DHS does not meet its legal and moral obligation to house every single individual and family that is truly homeless.  I have seen it with my own eyes.  And if we are going to address homelessness in New York City and do our best to transition our homeless population into stable, permanent housing, then DHS must uphold its moral and legal obligation to provide shelter to homeless families who have the legal right to emergency shelter. 

Stable shelter is the first step for our already homeless New Yorkers and providing that is DHS’s responsibility.  I agree with Mr. Hess that the next mayor needs to address the issue of homelessness in New York. But in doing so, the next mayor must understand how existing DHS policies are actually contributing to our city’s crisis of homelessness.

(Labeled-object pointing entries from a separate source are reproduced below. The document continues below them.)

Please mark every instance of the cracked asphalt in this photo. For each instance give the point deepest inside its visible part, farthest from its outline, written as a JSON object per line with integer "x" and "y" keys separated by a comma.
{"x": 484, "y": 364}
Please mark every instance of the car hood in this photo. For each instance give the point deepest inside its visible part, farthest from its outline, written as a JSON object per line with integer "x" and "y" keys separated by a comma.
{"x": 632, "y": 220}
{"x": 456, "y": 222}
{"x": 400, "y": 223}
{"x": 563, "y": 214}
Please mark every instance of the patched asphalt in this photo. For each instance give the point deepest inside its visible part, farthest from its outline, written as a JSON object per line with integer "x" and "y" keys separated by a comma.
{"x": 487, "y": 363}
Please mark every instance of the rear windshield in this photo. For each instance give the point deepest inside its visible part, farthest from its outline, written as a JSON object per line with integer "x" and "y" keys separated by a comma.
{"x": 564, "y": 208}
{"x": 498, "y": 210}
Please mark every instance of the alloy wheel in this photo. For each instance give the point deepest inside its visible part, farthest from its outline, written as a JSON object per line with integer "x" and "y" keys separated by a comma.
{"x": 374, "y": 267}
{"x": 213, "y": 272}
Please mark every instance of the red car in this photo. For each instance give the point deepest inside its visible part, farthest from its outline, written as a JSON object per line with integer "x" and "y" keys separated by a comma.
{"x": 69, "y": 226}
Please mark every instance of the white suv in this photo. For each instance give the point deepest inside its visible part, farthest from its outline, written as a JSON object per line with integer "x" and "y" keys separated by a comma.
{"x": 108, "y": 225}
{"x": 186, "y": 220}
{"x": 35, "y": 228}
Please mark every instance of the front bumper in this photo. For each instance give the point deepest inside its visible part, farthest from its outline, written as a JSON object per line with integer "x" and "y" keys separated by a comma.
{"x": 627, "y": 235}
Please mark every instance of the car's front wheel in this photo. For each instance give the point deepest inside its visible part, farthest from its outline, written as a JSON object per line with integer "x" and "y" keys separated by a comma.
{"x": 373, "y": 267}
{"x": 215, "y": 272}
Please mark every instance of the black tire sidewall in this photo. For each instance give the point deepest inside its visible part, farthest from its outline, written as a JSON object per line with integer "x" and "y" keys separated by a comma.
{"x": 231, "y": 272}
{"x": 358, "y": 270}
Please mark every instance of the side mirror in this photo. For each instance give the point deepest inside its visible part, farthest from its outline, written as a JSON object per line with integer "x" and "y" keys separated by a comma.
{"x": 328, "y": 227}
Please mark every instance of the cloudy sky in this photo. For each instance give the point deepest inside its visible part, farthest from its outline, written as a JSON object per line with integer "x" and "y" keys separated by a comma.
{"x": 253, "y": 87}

Reforming these policies, in addition to expanding affordable housing and living wage job opportunities, is an imperative if our city is to truly deliver on its constitutional promise of shelter for all.


marty oesterreich

reader

I have no financial interest in the issue under discussion. However, I was the Commissioner of the DHS from 1999 through January 2002.

marty oesterreich

reader

To blame the Department of Homeless Services, as Ms.Biskind does, for the problems it attempts to deal with is perverse. While I have no doubt that there are many DHS processes that should and can be improved or possibly eliminated the assessment as to alternative housing options available to family shelter applicants is essential to maintaining an "emergency" shelter system. Without such a review the system could not operate- it would simply be a "no-cost" housing resevation system. Historically, the legal oversight that closely examined DHS' operations has concurred in the options review subject to a number of of safeguards. Those safeguards are still in place, and operate well. There is no doubt that the system, composed as it ultimately is of overworked individuals, fails on occasions and makes erroneous determination, rectified ultimately through the various re-examination and appeals processes available. However, to describe errors or differences in judgement as "moral" failings does a great disservice to city workers and the agency that I was privileged to lead until 2002. No-one, from the shelter staff to the housing investigators to the attornies reviewing intake decisions comes or stays at DHS because they can exhibit or act on their "moral failings". My personal observation is that in fact it is exactly the reverse.